Do More With Less
What if I told you that owning less clothing would end your nothing-to-wear syndrome? That’s the theory behind a capsule wardrobe — a small collection of largely seasonless, versatile basics. Having an extremely flexible wardrobe reduces the number of items you sift through each day, while also giving you more options.
Here’s how to make your own.
We love to hang on to pieces that have sentimental value or that were a bit of a splurge, but eliminating items you don’t wear can be a liberating, therapeutic process.
Sort your clothes into three categories:
- What you love and will keep
- Items to be discarded
- Clothing you can’t part with, but don’t wear
Put that third category in a separate closet and keep the pieces for one to three months. If you haven’t missed them after the season, it’s time to eliminate them.
What You Need
Your capsule can contain as few as 35 items (excluding workout clothes, undergarments, and pajamas), but don’t beat yourself up if that exact number doesn’t serve you. To get started, here’s a sample capsule wardrobe, which you can adjust according to your workplace and lifestyle:
- 2-3 work pants (fewer if you work in a creative office and wear jeans)
- 2-3 dresses
- 2-3 tanks
- 2 pairs of jeans (dark; white or a lighter color)
- 1-2 skirts
- 3 blouses (short-sleeved, long-sleeved, sleeveless — depending on climate, body, preference)
- 2-3 T-shirts
- 2-3 blazers
- 3-5 sweaters with variation in weight and warmth
- 5-10 pairs of shoes (include boots, sneakers, flats, heels, sandals)
- 3 jackets (winter, spring/fall, raincoat)
- 3 handbags (year-round, summer, evening)
- 2-3 scarves (one heavy, one light)
- 4-10 pieces of signature jewelry
Most capsule wardrobes will be rooted in neutral colors and classic pieces, but it’s nice to have a few standout pieces with creative details and edge. Those items can still operate as some of your signature staples, despite the fact that they aren’t neutral. Remember: Neutral is relative — for some it may mean stripes, while others will interpret it as black or tan.
Fill in the Blanks
What key pieces are missing from your collection? Refer back to the capsule wardrobe list and check off what you already own, noting condition and fit. If a piece is on its way out, add it to your upcoming list of items you want to target and replace. If it’s questionable because of fit, make a pile for items that need to be taken to the tailor — then actually commit to taking them to the tailor!
There’s no room for impulse purchases in capsule wardrobes, so make sure each piece is deliberate and cohesive. Creating a budget is key.

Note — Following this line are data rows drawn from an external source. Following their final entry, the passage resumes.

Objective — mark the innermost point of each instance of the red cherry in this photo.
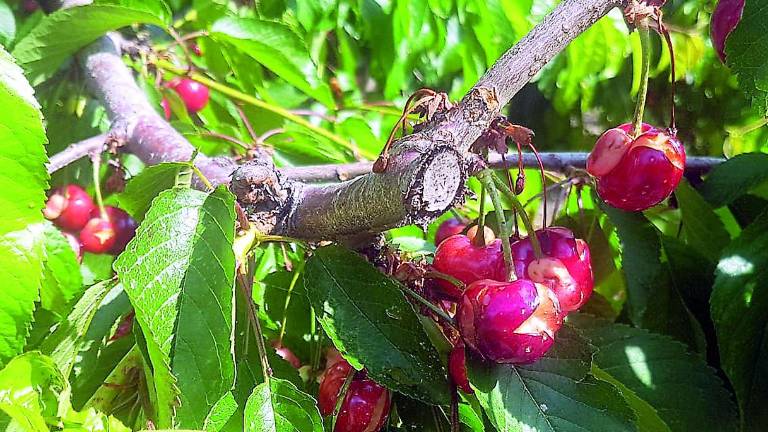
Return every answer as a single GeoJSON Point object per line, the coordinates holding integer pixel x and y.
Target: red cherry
{"type": "Point", "coordinates": [457, 368]}
{"type": "Point", "coordinates": [74, 242]}
{"type": "Point", "coordinates": [448, 228]}
{"type": "Point", "coordinates": [366, 405]}
{"type": "Point", "coordinates": [69, 207]}
{"type": "Point", "coordinates": [509, 322]}
{"type": "Point", "coordinates": [194, 94]}
{"type": "Point", "coordinates": [458, 257]}
{"type": "Point", "coordinates": [122, 223]}
{"type": "Point", "coordinates": [636, 174]}
{"type": "Point", "coordinates": [98, 235]}
{"type": "Point", "coordinates": [166, 108]}
{"type": "Point", "coordinates": [286, 354]}
{"type": "Point", "coordinates": [724, 19]}
{"type": "Point", "coordinates": [566, 267]}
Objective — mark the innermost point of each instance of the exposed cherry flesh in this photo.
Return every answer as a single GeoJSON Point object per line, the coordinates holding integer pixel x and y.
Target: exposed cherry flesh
{"type": "Point", "coordinates": [566, 267]}
{"type": "Point", "coordinates": [509, 322]}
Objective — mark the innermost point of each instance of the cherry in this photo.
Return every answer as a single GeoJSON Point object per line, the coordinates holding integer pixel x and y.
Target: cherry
{"type": "Point", "coordinates": [366, 404]}
{"type": "Point", "coordinates": [69, 207]}
{"type": "Point", "coordinates": [566, 267]}
{"type": "Point", "coordinates": [194, 94]}
{"type": "Point", "coordinates": [286, 354]}
{"type": "Point", "coordinates": [636, 173]}
{"type": "Point", "coordinates": [448, 228]}
{"type": "Point", "coordinates": [724, 19]}
{"type": "Point", "coordinates": [457, 368]}
{"type": "Point", "coordinates": [509, 322]}
{"type": "Point", "coordinates": [457, 256]}
{"type": "Point", "coordinates": [74, 242]}
{"type": "Point", "coordinates": [123, 224]}
{"type": "Point", "coordinates": [166, 108]}
{"type": "Point", "coordinates": [98, 235]}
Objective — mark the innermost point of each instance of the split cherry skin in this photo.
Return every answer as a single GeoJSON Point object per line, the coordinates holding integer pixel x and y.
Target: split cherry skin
{"type": "Point", "coordinates": [69, 207]}
{"type": "Point", "coordinates": [509, 322]}
{"type": "Point", "coordinates": [636, 173]}
{"type": "Point", "coordinates": [565, 268]}
{"type": "Point", "coordinates": [366, 404]}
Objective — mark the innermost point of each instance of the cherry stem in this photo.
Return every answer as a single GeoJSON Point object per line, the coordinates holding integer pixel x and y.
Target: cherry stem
{"type": "Point", "coordinates": [523, 216]}
{"type": "Point", "coordinates": [96, 165]}
{"type": "Point", "coordinates": [341, 396]}
{"type": "Point", "coordinates": [487, 179]}
{"type": "Point", "coordinates": [441, 313]}
{"type": "Point", "coordinates": [645, 53]}
{"type": "Point", "coordinates": [668, 39]}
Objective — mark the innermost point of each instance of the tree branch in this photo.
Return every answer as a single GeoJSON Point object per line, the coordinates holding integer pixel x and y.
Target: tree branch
{"type": "Point", "coordinates": [76, 151]}
{"type": "Point", "coordinates": [426, 172]}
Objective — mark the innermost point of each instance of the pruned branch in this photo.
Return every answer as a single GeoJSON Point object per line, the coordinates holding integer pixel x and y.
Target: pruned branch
{"type": "Point", "coordinates": [426, 172]}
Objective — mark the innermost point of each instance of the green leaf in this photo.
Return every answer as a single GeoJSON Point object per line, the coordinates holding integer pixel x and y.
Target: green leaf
{"type": "Point", "coordinates": [747, 49]}
{"type": "Point", "coordinates": [64, 32]}
{"type": "Point", "coordinates": [32, 390]}
{"type": "Point", "coordinates": [739, 307]}
{"type": "Point", "coordinates": [704, 231]}
{"type": "Point", "coordinates": [278, 406]}
{"type": "Point", "coordinates": [62, 280]}
{"type": "Point", "coordinates": [653, 301]}
{"type": "Point", "coordinates": [278, 49]}
{"type": "Point", "coordinates": [650, 366]}
{"type": "Point", "coordinates": [734, 178]}
{"type": "Point", "coordinates": [554, 394]}
{"type": "Point", "coordinates": [23, 180]}
{"type": "Point", "coordinates": [65, 342]}
{"type": "Point", "coordinates": [371, 323]}
{"type": "Point", "coordinates": [179, 274]}
{"type": "Point", "coordinates": [142, 189]}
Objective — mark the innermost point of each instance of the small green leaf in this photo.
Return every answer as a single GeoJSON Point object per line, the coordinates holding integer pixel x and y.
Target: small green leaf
{"type": "Point", "coordinates": [278, 406]}
{"type": "Point", "coordinates": [554, 394]}
{"type": "Point", "coordinates": [649, 365]}
{"type": "Point", "coordinates": [179, 274]}
{"type": "Point", "coordinates": [747, 49]}
{"type": "Point", "coordinates": [278, 48]}
{"type": "Point", "coordinates": [64, 32]}
{"type": "Point", "coordinates": [142, 189]}
{"type": "Point", "coordinates": [32, 388]}
{"type": "Point", "coordinates": [739, 307]}
{"type": "Point", "coordinates": [23, 180]}
{"type": "Point", "coordinates": [704, 231]}
{"type": "Point", "coordinates": [734, 178]}
{"type": "Point", "coordinates": [369, 320]}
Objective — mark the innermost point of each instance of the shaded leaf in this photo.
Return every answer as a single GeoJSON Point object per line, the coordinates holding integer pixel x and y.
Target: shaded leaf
{"type": "Point", "coordinates": [369, 320]}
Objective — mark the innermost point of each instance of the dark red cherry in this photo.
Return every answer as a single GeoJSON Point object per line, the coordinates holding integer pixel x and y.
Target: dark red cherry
{"type": "Point", "coordinates": [286, 354]}
{"type": "Point", "coordinates": [123, 224]}
{"type": "Point", "coordinates": [366, 404]}
{"type": "Point", "coordinates": [98, 235]}
{"type": "Point", "coordinates": [635, 174]}
{"type": "Point", "coordinates": [69, 207]}
{"type": "Point", "coordinates": [724, 19]}
{"type": "Point", "coordinates": [448, 228]}
{"type": "Point", "coordinates": [457, 368]}
{"type": "Point", "coordinates": [457, 256]}
{"type": "Point", "coordinates": [566, 267]}
{"type": "Point", "coordinates": [166, 108]}
{"type": "Point", "coordinates": [74, 243]}
{"type": "Point", "coordinates": [509, 322]}
{"type": "Point", "coordinates": [194, 94]}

I find an annual budget to be more effective than a monthly allowance, as it’s efficient and practical to buy at certain times of the year.
Sticking to your list when you’re in stores or browsing online is essential. It’s easy to get derailed — so if something isn’t on your list, bookmark it or take a photo of it, and consider it for a while before making the purchase.
Once you’ve purged and made some strategic purchases, it’s time to take a fresh look at your new, curated collection. Avoid the need to create “outfits,” as everything should more or less work together. Instead, examine the collection as an active flow and practice moving the pieces around like a flexible puzzle. You will likely identify some still-missing items, which is to be expected. Move those to the top of your ongoing wish list and keep an eye out for those pieces when sifting through sales or browsing online.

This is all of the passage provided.